Emerson provides two kinds of support to students: private and confidential resources.
Emerson’s confidential support systems are bound by federal and Massachusetts state law to keep any information shared with them private unless an individual gives permission to share them or is a danger to themselves or others.
In comparison, private support systems are not bound by these laws and technically can disclose any information shared with them to superiors, according to Erik Muurisepp, director of housing and residence life.
“We only share information with people who need to know. We do respect people’s privacies but do have processes in place that require us to take certain actions,” he said.

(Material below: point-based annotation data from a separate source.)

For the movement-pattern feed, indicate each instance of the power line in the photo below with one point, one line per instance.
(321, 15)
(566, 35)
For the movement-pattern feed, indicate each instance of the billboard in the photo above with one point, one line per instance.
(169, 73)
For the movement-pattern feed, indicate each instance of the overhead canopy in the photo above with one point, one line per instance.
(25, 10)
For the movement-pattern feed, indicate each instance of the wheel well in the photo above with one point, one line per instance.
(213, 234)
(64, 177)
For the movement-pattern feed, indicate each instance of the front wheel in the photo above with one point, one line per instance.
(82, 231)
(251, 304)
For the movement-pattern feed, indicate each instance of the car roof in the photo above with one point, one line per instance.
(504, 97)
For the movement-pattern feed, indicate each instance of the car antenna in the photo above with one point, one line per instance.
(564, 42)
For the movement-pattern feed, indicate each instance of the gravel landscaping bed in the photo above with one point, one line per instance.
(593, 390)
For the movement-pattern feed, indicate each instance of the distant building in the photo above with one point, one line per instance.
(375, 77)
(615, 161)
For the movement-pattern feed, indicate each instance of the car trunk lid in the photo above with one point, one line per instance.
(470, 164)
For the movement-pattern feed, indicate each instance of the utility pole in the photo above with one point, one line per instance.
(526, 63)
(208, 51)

The four confidential resources on campus are Emerson Counseling and Psychological Services, the Center for Health and Wellness, Violence Prevention and Response, and the Center for Spiritual Life, according to the office of Title IX resources page. All other resources—like the Emerson College Police Department, Resident Assistants and Resident Directors—are private.
ECAPS, the Center for Health and Wellness, and VPR all act on Family Educational Rights and Privacy Act guidelines, which state that a school must have written consent from students over the age of 18 before releasing any information from their educational record. For underage students, the school must have written consent from a parent or guardian. Health records are treated as educational records and fall under FERPA.

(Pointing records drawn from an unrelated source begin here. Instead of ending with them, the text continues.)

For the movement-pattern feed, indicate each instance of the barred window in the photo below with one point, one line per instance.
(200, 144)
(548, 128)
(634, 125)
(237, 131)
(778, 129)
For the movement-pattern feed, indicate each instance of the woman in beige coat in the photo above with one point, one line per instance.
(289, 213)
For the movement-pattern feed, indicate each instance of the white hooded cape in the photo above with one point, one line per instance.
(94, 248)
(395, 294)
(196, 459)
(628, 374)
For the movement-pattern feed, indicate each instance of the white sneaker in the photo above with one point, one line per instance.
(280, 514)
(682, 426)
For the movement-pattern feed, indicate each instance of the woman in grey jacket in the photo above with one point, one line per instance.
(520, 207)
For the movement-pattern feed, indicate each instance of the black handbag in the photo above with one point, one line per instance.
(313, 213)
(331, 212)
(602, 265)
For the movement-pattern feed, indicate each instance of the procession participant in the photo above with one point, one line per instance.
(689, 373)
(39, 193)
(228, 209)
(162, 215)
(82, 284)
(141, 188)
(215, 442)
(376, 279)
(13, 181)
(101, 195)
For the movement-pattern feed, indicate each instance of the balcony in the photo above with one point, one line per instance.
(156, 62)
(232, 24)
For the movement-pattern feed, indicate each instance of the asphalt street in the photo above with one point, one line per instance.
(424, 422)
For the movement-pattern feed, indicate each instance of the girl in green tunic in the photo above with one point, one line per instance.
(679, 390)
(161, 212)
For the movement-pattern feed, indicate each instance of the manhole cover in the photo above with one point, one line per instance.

“We definitely have seen over the years that there is a higher need for support for emotional and mental health issues [among college students],” said Elise Harrison, director of ECAPS. “It’s the kind of thing that is very private. There’s really no reason in general for that to be open or part of a student’s academic record.”
The Center for Spiritual Life, however, is bound by a state law to confidentiality.
For students, this means that when they go to a confidential resource, they don’t have to worry about the repercussions of their words and can focus solely on seeking help.
“I think it’s important so that students have options and can go to a mental health counselor or a physical health provider or a spiritual advisor in a spiritual capacity and have confidentiality and be able to speak freely,” Muurisepp said.
Director of Violence Prevention and Response Melanie Matson also said she believes a confidential resource for students is vital for a healthy school community so all of the focus can be on the individual and not on a bureaucratic process.
The employees of these different resources are trained to make the distinction between private and confidential to the students who seek them out.
“Our department puts a heavy emphasis on this distinction,” said RD Michael Barcelo. “We do this so that when professionals and paraprofessionals find themselves in a situation where they need to set that boundary, they feel comfortable and knowledgeable doing so.”